I’ve been looking at some stuff on-line that extolls the benefits of speed. High speed. Whether it’s information or inventory or your connection to the Internet, speed is good, and faster is better. No argument there, right?
Well...I’ve got to pause for a second to consider this. I am a proponent of high speed communications. But I don’t know whether faster is always better. I’m also a bit of a fan of the new “Slow” movements that have sprung up, dealing with food, mostly, but also life in general. I know I’m a big fan of the slow pace in Mexico that I experienced last year. But on the other hand, I love the speed of modern communications. I like being able to instant message my daughter at university and chat in real time. Heck, we could even have visual links, if we had a camera.
This post doesn’t have a point, or a resolution. It’s just something to consider. Here's" a story from Fast Company that extolls the virtues and the wonders of Dell’s zero tolerance for inventory. They build 80,000 computers a day, yet they often have as little as 2 hours worth of inventory on hand. It’s interesting.
For another take at the benefits of speed, consider this Wired News story about bloggers making no apologies for running things that conventional media didn’t want to touch. This issue concerns the US election, and the fact that some bloggers started running exit poll information on election day. As it turns out, the information wasn’t right...leading to some interesting results.

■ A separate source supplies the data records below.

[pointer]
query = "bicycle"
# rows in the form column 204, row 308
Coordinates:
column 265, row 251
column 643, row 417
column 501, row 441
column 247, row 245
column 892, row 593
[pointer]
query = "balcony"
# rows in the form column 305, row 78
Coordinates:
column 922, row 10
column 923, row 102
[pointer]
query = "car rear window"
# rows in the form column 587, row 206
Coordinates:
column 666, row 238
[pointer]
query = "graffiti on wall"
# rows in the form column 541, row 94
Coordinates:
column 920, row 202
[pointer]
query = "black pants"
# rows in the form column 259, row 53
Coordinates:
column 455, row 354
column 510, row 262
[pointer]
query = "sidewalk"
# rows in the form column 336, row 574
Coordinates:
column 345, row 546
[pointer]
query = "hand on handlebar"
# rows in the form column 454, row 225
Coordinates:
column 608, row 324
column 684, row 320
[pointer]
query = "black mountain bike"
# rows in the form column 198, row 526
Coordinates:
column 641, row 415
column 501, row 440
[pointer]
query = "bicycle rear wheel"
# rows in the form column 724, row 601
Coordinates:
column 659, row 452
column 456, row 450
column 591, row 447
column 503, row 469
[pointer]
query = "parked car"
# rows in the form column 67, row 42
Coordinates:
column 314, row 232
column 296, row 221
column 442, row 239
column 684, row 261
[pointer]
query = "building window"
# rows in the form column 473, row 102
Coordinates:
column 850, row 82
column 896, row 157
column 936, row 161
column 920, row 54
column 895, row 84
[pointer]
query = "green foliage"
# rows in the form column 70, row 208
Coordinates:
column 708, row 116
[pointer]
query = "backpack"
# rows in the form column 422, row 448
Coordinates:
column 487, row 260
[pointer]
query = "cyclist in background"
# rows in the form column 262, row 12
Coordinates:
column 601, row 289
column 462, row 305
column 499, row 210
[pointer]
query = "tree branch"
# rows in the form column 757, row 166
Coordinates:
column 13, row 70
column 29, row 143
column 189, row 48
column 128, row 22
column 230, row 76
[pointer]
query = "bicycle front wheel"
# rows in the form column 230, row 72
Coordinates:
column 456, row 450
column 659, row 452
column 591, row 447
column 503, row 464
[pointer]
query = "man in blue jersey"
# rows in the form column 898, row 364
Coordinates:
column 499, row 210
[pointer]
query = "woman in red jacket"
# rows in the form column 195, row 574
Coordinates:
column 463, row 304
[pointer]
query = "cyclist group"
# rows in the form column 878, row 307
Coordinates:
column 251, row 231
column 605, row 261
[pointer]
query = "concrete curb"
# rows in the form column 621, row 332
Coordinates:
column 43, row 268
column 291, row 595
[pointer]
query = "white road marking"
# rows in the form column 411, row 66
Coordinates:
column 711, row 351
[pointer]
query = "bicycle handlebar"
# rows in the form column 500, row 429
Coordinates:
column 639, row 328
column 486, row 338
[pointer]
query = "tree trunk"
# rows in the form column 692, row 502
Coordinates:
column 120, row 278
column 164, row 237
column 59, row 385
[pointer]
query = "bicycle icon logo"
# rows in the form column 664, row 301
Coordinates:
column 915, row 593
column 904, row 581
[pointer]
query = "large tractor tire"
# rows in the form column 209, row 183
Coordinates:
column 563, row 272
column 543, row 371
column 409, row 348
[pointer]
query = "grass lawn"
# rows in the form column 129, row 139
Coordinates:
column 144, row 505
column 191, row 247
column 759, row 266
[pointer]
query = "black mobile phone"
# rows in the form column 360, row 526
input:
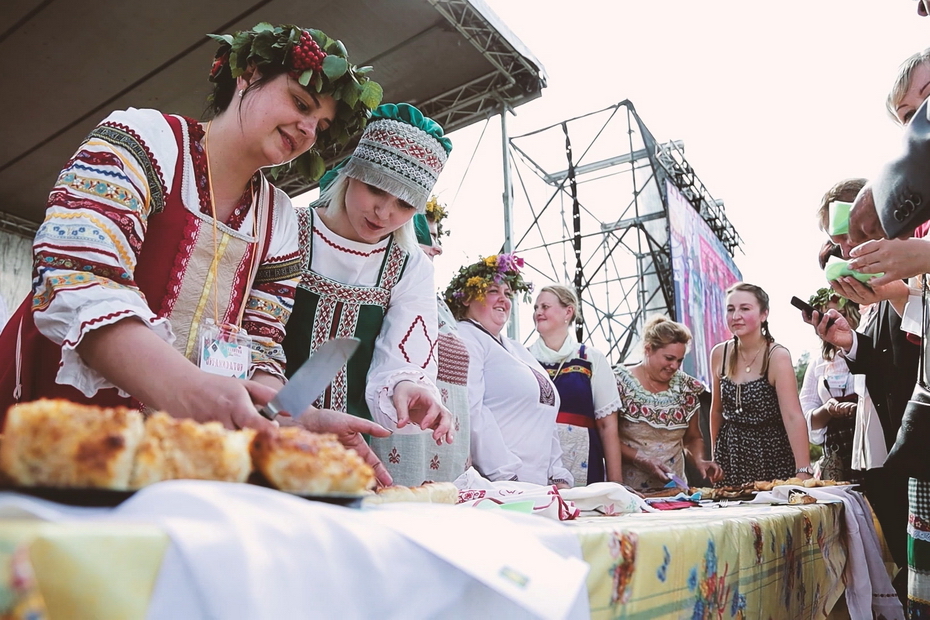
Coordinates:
column 808, row 310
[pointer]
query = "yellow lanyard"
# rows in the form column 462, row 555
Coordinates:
column 213, row 264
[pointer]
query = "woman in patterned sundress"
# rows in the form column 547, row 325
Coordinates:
column 658, row 403
column 758, row 431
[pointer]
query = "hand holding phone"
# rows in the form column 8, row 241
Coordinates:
column 808, row 310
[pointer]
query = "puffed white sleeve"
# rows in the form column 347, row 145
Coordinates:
column 87, row 249
column 811, row 400
column 489, row 452
column 405, row 349
column 603, row 384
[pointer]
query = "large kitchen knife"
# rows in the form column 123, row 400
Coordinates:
column 311, row 379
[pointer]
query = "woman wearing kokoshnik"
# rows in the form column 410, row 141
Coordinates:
column 362, row 275
column 160, row 225
column 415, row 459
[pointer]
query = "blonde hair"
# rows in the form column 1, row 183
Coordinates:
column 902, row 82
column 334, row 198
column 565, row 295
column 660, row 331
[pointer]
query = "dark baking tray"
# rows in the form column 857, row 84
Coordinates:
column 107, row 498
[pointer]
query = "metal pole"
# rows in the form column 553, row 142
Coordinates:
column 513, row 326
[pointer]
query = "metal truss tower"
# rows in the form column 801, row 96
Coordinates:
column 590, row 193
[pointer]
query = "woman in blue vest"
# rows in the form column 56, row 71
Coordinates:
column 586, row 421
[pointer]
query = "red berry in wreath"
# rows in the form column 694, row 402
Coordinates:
column 307, row 54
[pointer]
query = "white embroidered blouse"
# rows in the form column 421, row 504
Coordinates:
column 405, row 347
column 513, row 406
column 88, row 247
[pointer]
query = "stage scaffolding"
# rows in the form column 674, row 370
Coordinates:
column 590, row 195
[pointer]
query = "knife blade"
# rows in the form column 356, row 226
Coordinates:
column 311, row 378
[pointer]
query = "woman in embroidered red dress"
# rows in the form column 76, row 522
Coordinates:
column 160, row 222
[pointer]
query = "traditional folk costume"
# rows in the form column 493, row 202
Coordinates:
column 513, row 406
column 752, row 443
column 414, row 459
column 380, row 293
column 655, row 424
column 587, row 392
column 128, row 233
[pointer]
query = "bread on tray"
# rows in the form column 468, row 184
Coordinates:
column 428, row 492
column 178, row 448
column 298, row 461
column 58, row 443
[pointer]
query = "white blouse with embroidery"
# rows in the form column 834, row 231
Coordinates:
column 88, row 246
column 513, row 406
column 404, row 350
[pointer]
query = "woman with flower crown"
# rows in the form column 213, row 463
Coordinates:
column 513, row 402
column 163, row 243
column 362, row 275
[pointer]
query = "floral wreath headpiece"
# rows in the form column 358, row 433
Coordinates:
column 316, row 62
column 436, row 212
column 472, row 282
column 825, row 295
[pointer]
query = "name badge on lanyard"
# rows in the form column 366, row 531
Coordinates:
column 225, row 350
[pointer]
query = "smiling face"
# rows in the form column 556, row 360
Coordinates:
column 370, row 214
column 918, row 88
column 661, row 364
column 744, row 316
column 278, row 119
column 550, row 315
column 494, row 310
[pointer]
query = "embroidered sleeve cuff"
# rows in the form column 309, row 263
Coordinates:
column 608, row 409
column 73, row 370
column 383, row 410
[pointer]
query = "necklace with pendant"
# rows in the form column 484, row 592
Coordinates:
column 755, row 357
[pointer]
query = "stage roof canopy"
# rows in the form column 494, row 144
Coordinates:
column 70, row 63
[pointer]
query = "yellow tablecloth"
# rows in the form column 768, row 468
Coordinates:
column 77, row 570
column 735, row 562
column 744, row 561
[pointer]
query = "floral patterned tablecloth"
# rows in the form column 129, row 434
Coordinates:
column 743, row 561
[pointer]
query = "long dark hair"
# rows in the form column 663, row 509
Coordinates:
column 763, row 298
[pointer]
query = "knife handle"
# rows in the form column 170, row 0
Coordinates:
column 267, row 413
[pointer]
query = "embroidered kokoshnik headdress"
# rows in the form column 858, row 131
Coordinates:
column 400, row 152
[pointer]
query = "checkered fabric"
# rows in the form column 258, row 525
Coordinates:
column 918, row 549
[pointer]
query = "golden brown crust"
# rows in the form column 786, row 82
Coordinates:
column 801, row 498
column 428, row 492
column 298, row 461
column 63, row 444
column 175, row 448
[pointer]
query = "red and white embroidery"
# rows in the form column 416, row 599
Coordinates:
column 453, row 360
column 417, row 339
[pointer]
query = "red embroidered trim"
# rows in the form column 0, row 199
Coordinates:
column 406, row 337
column 94, row 321
column 317, row 232
column 452, row 365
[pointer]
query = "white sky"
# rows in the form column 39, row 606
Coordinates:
column 775, row 102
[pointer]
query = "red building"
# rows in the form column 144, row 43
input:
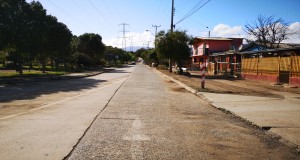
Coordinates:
column 204, row 47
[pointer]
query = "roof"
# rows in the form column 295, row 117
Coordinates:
column 271, row 50
column 214, row 38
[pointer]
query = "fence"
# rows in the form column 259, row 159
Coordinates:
column 283, row 67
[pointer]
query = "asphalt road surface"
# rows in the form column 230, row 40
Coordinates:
column 45, row 120
column 131, row 113
column 150, row 117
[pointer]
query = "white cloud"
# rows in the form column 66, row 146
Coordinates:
column 295, row 28
column 133, row 39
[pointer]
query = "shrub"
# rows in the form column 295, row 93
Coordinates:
column 162, row 67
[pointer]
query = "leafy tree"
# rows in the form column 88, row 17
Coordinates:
column 138, row 53
column 268, row 31
column 91, row 45
column 15, row 29
column 173, row 46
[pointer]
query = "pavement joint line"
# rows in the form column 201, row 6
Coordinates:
column 271, row 99
column 57, row 102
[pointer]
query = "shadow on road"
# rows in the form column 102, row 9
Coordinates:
column 33, row 90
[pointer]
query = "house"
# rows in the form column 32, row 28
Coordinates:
column 274, row 65
column 213, row 52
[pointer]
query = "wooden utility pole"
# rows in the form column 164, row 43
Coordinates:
column 155, row 34
column 171, row 31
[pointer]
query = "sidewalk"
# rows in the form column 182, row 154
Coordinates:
column 277, row 115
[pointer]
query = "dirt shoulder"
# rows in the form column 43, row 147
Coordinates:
column 230, row 85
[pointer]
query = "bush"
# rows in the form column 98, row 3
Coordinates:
column 162, row 67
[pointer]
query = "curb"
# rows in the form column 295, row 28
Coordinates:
column 199, row 94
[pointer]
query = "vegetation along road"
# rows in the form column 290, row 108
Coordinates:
column 130, row 113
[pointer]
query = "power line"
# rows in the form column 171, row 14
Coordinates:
column 90, row 1
column 192, row 11
column 155, row 34
column 124, row 31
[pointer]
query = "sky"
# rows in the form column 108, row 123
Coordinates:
column 134, row 19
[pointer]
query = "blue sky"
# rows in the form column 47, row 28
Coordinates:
column 223, row 18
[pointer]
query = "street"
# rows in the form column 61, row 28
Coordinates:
column 44, row 120
column 130, row 113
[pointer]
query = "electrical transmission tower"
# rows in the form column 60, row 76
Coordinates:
column 124, row 31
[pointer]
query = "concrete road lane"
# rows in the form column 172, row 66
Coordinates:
column 51, row 130
column 150, row 117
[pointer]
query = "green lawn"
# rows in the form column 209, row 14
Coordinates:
column 26, row 73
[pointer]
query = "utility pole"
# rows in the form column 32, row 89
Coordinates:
column 155, row 34
column 124, row 35
column 172, row 25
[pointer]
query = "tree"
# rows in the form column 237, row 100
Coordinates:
column 268, row 31
column 15, row 29
column 173, row 46
column 91, row 45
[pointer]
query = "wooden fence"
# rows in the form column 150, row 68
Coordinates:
column 283, row 67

I point to these stories because they both centre on speed and raise the question of whether it’s always a good thing. As an editor, I know the value of letting a story or a report sit for a bit, before I give it that final once-over. I usually find something that needs some work. But in today’s work place, that’s a luxury that most of us don’t have. Of course, some will argue that I can always go on-line and correct something that turns out to be wrong. But what about the people who look at it before that? How will they know that I’ve changed my mind, or that some of the information they read, and perhaps copied, forwarded, or printed, is wrong?
No answers today...just grist for the mill. Comments?